Rejecting the assertion of the Karnataka Government Crown, the Divisional Bench of Judge Suraj Govindaraj and Judge G Basavaraja said, “The distinction made between adopted son and natural son by Defendants 2 and 4 (Course and assistant prosecutor) or on the basis of the existing rules, in our opinion after careful consideration, would have no impact or role to play in the matter.”
The department had cited existing rules while denying employment on humanitarian grounds to an adopted son.
But the Court, in its recent judgment, said: “A son is a son or a daughter is a daughter, adopted or not; if such a distinction is accepted, adoption would serve no purpose. Be that as it may, apparently taking into account that this would violate Section 14 of the Constitution, said regulations have been amended to remove the artificial distinction.”
Vinayak M Muttatti was a Class IV employee at the Deputy Attorney General’s Office, JMFC, Banahatti. He had adopted a son through an adoption deed in 2011. Mr Muttatti died in March 2018. The same year his adopted son Girish filed a petition seeking employment on humanitarian grounds .
The representation was rejected by the department on the basis that the appellant was an adopted son and that the rules do not provide for the consideration of an adopted son for a compassionate appointment.
Girish appealed to the High Court against this rejection.
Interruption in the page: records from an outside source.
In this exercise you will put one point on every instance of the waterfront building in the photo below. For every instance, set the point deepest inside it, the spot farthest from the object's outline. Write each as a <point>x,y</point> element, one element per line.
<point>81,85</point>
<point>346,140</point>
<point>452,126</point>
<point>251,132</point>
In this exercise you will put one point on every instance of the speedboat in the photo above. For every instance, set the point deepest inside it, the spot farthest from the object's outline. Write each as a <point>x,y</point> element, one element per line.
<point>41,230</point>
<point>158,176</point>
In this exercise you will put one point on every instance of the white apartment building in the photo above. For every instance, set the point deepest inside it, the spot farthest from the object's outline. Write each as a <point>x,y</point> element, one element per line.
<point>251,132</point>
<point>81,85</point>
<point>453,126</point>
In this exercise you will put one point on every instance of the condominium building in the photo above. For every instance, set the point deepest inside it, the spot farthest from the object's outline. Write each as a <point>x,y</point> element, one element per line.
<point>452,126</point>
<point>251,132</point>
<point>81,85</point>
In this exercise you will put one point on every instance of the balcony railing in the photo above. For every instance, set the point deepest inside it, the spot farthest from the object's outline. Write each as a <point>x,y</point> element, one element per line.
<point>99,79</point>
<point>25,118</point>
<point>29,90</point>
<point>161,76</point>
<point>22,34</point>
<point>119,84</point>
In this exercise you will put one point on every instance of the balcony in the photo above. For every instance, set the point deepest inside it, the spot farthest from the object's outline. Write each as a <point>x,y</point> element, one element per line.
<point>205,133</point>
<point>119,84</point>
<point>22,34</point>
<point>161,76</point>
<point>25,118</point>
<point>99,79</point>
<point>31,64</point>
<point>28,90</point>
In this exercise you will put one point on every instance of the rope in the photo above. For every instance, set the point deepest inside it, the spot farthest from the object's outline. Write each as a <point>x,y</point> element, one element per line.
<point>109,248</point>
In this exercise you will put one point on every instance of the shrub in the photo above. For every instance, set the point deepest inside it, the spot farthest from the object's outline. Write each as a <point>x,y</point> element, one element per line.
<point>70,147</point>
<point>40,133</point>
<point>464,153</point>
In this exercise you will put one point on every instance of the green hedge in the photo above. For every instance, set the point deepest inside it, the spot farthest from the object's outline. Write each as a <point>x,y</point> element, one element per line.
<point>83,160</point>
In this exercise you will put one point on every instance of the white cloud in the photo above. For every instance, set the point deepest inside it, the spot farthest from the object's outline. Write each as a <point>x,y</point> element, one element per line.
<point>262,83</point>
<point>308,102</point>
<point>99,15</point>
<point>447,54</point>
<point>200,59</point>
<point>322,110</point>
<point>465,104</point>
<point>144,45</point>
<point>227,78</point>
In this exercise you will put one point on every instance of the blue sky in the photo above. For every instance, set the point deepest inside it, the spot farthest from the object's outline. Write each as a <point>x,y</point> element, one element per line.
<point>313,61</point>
In 2021, a single-judge bench denied his petition because the rules do not provide for an adopted son to be considered for a compassionate nomination.
Girish then appealed to the division bench. Meanwhile, in April 2021, the rules were changed removing the distinction made between a biological son and an adopted son.
Before the Division Bench, Girish’s lawyer pointed out that the modification made in 2021 had not been brought to the attention of the single judge. Government counsel argued that since the amendment was made in 2021 and Girish argued in 2018, the benefit of the subsequent amendment cannot be afforded to him.
The divisional bench noted that the subject matter of the compassionate nomination only arose due to any financial hardship and/or hardship experienced by the family due to the death of the winning family member.
In the present case, “the deceased left behind his wife and son and adopted son and a daughter who is mentally retarded and physically handicapped.”
Ruling in favor of Girish, the bench said: “In the present case, the daughter being a natural daughter, would have been entitled to a compassionate appointment had she not been mentally retarded and physically handicapped. In such a situation , he is the adopted son who was thus adopted by the deceased to care for the family due to the death of a natural son who requested a compassionate appointment.
‘We are of the view that the application made by the adopted son for a compassionate appointment is made in good faith and must be considered in the context of the difficulties faced by the family,’ the High Court said, rejecting the Department’s assertion. that the application must be examined on the basis of the rules applicable on the date on which the application was submitted.
The court ordered the Department to consider the representation submitted by the petitioner for compassionate appointment as if the petitioner was “a natural son without distinguishing between an adopted son and a natural son.”
(Except for the title, this story has not been edited by NDTV staff and is published from a syndicated feed.)